Department of Infectious Disease, Hunan Provincial People's Hospital (The First Affiliated Hospital of Hunan Normal University), Changsha, 410005, Hunan Province, China.
Department of Infectious Diseases, Key Laboratory of Viral Hepatitis of Hunan, Xiangya Hospital, Central South University, Changsha, 410008, Hunan, China.
Eur J Med Res. 2024 Nov 21;29(1):556. doi: 10.1186/s40001-024-02141-7.
Hepatitis B virus-related acute-on-chronic liver failure (HBV-ACLF) is frequently accompanied by short-term morbidity and mortality. However, there have been no studies on the associations between baseline clinicopathologic characteristics at hospital admission and clinical prognosis after receiving artificial liver therapy. Therefore, the current study aimed to develop a prognostic nomogram for predicting the outcomes of patients with HBV-ACLF following artificial liver support.

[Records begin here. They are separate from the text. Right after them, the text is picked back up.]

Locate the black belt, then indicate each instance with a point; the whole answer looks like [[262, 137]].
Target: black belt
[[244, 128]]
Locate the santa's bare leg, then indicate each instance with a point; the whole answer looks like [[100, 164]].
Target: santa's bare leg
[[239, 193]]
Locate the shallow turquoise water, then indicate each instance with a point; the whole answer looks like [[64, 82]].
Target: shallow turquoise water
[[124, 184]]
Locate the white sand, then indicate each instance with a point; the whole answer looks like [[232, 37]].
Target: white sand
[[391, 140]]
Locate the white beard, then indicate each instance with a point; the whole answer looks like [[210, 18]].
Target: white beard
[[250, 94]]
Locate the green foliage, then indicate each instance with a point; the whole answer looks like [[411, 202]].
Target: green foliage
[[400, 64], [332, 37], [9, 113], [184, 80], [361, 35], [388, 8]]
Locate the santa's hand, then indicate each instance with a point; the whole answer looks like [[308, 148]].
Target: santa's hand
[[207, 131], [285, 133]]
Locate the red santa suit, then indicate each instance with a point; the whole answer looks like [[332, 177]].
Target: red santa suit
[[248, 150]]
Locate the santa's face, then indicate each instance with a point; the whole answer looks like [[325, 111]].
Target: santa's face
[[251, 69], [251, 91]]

A retrospective study of 110 consecutive patients who were diagnosed with HBV-ACLF between January 2018 and August 2022 was conducted. First, univariate and multivariate logistic regression analyses were performed to determine the independent prognostic factors significantly associated with patient outcomes. Moreover, a predictive nomogram model underlying the prognostic factors was established and further evaluated. The area under the curve (AUC) was used to gauge the predictive accuracy. The calibration curve and decision curve analysis (DCA) were employed to assess the discriminability and clinical effectiveness, respectively.

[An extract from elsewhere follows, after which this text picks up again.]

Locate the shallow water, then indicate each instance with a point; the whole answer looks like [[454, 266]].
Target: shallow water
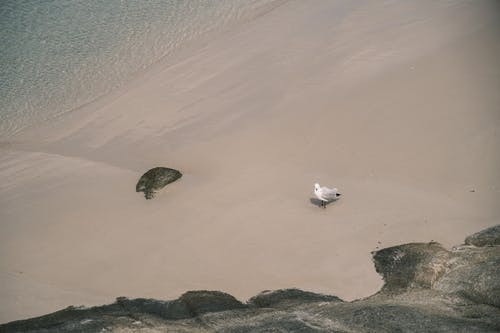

In patients with HBV-ACLF, multivariate logistic analysis revealed that age ≥ 40 years (OR 6.76, p = 0.025), middle-stage liver failure (OR 49.96, p < 0.001), end-stage liver failure (OR 19.27, p = 0.002), hepatic encephalopathy (OR 7.06, p = 0.032), upper gastrointestinal hemorrhage (OR 47.24, p = 0.047), and artificial liver therapy consisting of plasma exchange (PE) + plasma exchange double plasma molecular adsorption system (DPMAS) (OR 0.26, p = 0.04) were identified as prognostic factors. Then, we established and evaluated a predictive nomogram with an AUC of 0.885, which showed better predictive accuracy than the model for end-stage liver disease (MELD) score (AUC of 0.634) and the Child-Pugh score (AUC of 0.611). Moreover, the calibration curve showed good agreement between the ideal and bias-corrected curves. Decision curve analysis confirmed the better clinical utility of this approach.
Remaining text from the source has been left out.